Relator protocola pedido para prorrogar CPI do Crime Organizado no Senado
Comissão reúne 28 assinaturas e tenta ampliar prazo antes do encerramento em abril
O relator da CPI do Crime Organizado no Senado, Alessandro Vieira (MDB-SE), protocolou na manhã desta segunda-feira, 6, o pedido para prorrogar por mais 60 dias os trabalhos da comissão, que hoje tem prazo para encerrar em 14 de abril.

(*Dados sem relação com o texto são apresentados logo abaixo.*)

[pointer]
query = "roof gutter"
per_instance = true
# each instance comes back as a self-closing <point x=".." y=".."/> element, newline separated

A iniciativa reúne o apoio de 28 senadores, incluindo o presidente do colegiado, Fabiano Contarato (PT-ES), e agora depende de aval do presidente do Senado, Davi Alcolumbre (União-AP). A decisão ocorre em um momento em que o comando da Casa já demonstrou resistência a ampliar o funcionamento de comissões parlamentares, como ocorreu recentemente com a CPMI do INSS.
Vieira sustenta que a CPI ainda não teve tempo suficiente para analisar o material já coletado. Segundo ele, o colegiado acumulou um “volume monumental” de documentos e dados, que exigem cruzamento detalhado antes da consolidação de um relatório final.
Na justificativa do pedido, o relator alerta para o risco de encerramento precoce dos trabalhos. “O encerramento prematuro desta CPI representaria não apenas um retrocesso inaceitável na elucidação completa da infiltração do crime organizado nos mais diferentes domínios da economia brasileira, mas também um prejuízo incalculável ao interesse público”, afirmou.
O relator também defende a ampliação das oitivas, com a convocação de governadores e secretários de segurança pública, para aprofundar o mapeamento regional do crime organizado. A avaliação é de que a comissão ainda não esgotou as linhas de investigação abertas ao longo dos últimos meses.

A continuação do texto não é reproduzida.